Dever also said it is also welcome that the Department does not appear to be planning to restrict the exemption to dividends derived from trading profits.

The proposal is to apply the exemption to “foreign dividends and other types of distributions that represent income from shares or from other rights, not being debt claims, to participate in a company’s profits”. According to the feedback statement, it is envisaged that this will constitute income from other corporate rights which is subjected to the same tax treatment as income from shares by the laws of the state of which the company making the distribution is resident but will not cover capital distributions which could arise, for example, upon the winding up or dissolution of a company.

Dever further welcomed the qualifying criteria suggested for the new exemption, which would require that companies control at least 5% of the ordinary share capital for an uninterrupted period of 12 months up to and including the date of the dividend, which Irish businesses will be familiar with in the context of other tax reliefs, such as the substantial shareholding exemption that already exists under Ireland’s capital gains tax regime. It is also proposed in the feedback statement that dividends in respect of newly acquired participations should also qualify for the exemption provided the shares are subsequently held for a period of up to 12 months after the date of the dividend.

In the feedback statement, the Department does not elaborate on the potential introduction of a complementary exemption for foreign branch profits so it remains to be seen whether such an exemption will be enacted alongside the foreign dividends equivalent this year.

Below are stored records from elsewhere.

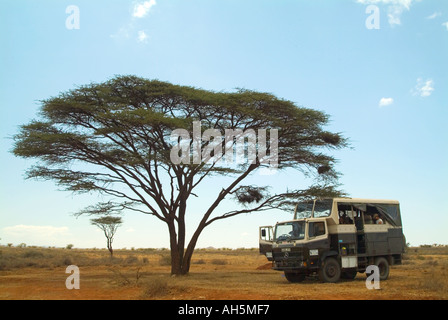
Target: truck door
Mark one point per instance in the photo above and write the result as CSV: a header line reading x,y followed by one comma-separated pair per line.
x,y
266,239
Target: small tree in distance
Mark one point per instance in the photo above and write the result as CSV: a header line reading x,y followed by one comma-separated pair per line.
x,y
109,225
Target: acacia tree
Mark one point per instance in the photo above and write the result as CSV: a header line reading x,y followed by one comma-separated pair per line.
x,y
109,225
115,138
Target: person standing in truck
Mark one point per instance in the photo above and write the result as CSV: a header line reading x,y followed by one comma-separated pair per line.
x,y
377,219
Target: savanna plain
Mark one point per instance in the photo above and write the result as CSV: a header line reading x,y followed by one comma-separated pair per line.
x,y
35,273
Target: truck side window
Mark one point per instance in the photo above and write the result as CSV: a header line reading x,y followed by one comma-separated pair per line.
x,y
316,229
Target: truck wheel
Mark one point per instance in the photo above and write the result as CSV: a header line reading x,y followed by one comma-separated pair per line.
x,y
383,266
350,275
294,277
330,271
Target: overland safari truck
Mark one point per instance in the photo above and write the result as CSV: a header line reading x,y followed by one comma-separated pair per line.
x,y
336,238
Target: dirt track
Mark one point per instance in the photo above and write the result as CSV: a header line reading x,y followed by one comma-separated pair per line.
x,y
240,275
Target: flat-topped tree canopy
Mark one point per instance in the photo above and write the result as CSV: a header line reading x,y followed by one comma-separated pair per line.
x,y
116,138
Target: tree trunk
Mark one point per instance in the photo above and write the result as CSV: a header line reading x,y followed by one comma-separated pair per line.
x,y
177,251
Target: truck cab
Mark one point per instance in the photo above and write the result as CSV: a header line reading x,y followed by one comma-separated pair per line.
x,y
336,238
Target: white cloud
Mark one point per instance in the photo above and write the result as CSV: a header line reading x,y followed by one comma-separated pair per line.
x,y
142,36
423,88
128,31
395,8
445,24
141,9
434,15
386,102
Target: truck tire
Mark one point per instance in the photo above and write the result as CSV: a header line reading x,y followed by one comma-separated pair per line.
x,y
330,271
294,277
383,266
349,275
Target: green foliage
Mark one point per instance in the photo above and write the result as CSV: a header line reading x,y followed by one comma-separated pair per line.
x,y
114,138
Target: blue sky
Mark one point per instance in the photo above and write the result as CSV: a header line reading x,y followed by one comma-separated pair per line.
x,y
385,89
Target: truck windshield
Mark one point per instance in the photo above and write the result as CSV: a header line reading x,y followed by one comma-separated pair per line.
x,y
322,208
286,231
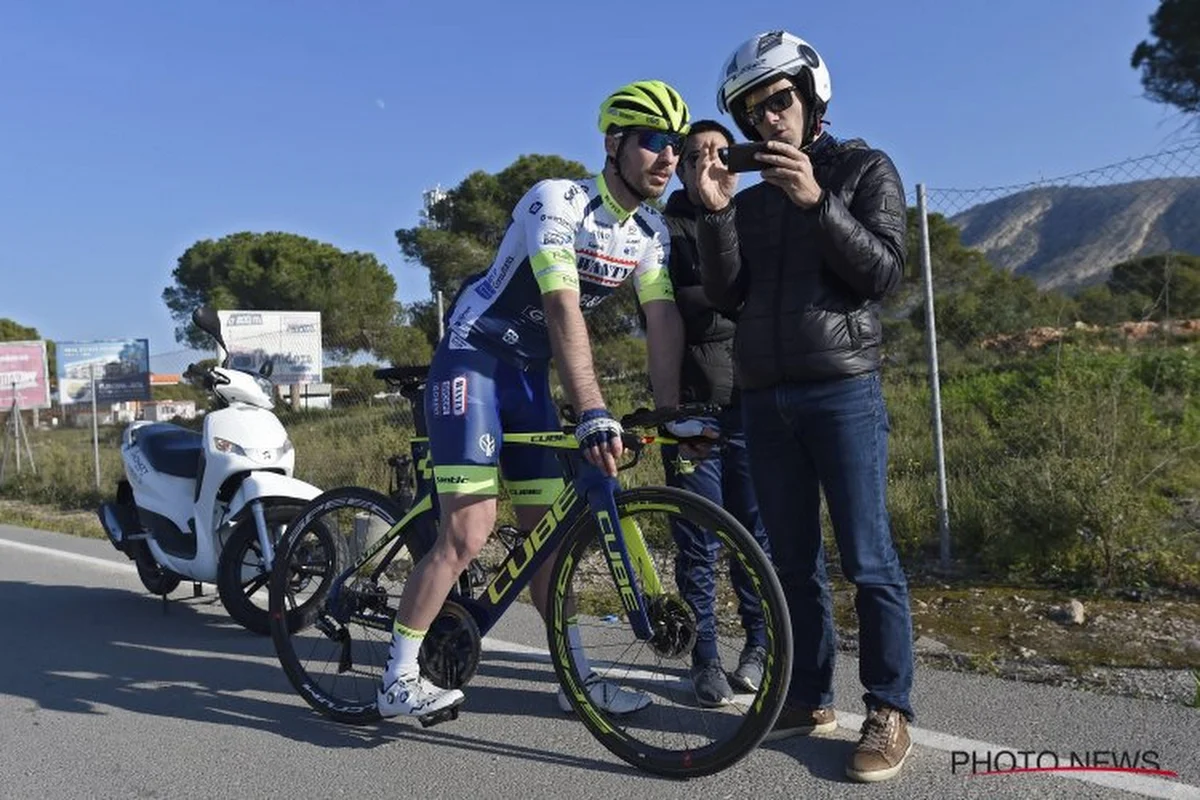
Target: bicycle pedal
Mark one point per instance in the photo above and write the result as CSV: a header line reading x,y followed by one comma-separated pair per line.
x,y
444,715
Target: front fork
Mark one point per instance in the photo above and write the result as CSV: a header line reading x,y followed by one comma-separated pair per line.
x,y
264,535
629,559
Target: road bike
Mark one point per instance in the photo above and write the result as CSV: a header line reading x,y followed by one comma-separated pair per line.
x,y
346,557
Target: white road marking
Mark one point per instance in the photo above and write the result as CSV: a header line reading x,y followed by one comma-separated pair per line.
x,y
1143,785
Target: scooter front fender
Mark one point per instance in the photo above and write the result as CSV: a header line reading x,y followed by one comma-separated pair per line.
x,y
268,486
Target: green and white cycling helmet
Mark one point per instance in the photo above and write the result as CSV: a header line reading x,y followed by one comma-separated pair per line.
x,y
645,104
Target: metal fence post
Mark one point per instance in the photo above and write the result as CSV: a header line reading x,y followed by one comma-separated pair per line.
x,y
927,269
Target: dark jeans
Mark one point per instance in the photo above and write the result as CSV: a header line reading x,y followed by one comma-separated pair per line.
x,y
724,479
833,435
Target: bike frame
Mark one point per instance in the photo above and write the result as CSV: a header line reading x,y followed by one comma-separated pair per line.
x,y
586,491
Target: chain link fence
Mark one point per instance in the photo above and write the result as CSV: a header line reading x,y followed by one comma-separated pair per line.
x,y
1041,373
1061,323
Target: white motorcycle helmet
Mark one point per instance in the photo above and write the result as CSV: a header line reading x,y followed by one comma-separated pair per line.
x,y
765,58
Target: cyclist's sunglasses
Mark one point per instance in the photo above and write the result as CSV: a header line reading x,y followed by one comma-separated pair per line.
x,y
775,103
658,140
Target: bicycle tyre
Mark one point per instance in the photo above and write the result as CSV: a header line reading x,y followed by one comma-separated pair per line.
x,y
233,589
769,699
353,710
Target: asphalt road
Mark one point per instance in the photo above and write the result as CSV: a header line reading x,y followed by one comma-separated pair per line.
x,y
105,692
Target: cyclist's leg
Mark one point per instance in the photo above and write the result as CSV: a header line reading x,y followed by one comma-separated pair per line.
x,y
742,503
463,420
739,499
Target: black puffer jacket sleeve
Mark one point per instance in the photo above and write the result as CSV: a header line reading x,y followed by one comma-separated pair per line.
x,y
864,244
720,260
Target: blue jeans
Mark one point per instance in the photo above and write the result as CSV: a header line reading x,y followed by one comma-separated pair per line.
x,y
724,477
833,435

Following the close of the consultation period in May, it is expected that a second feedback statement containing the draft legislative approaches to implement the exemption in respect of foreign dividends will be released by the Department in mid-2024 ahead of the publication of the Finance Bill 2024, which is anticipated in October and to then be signed into law before the end of the year.  The new exemption would then come into effect on 1 January 2025.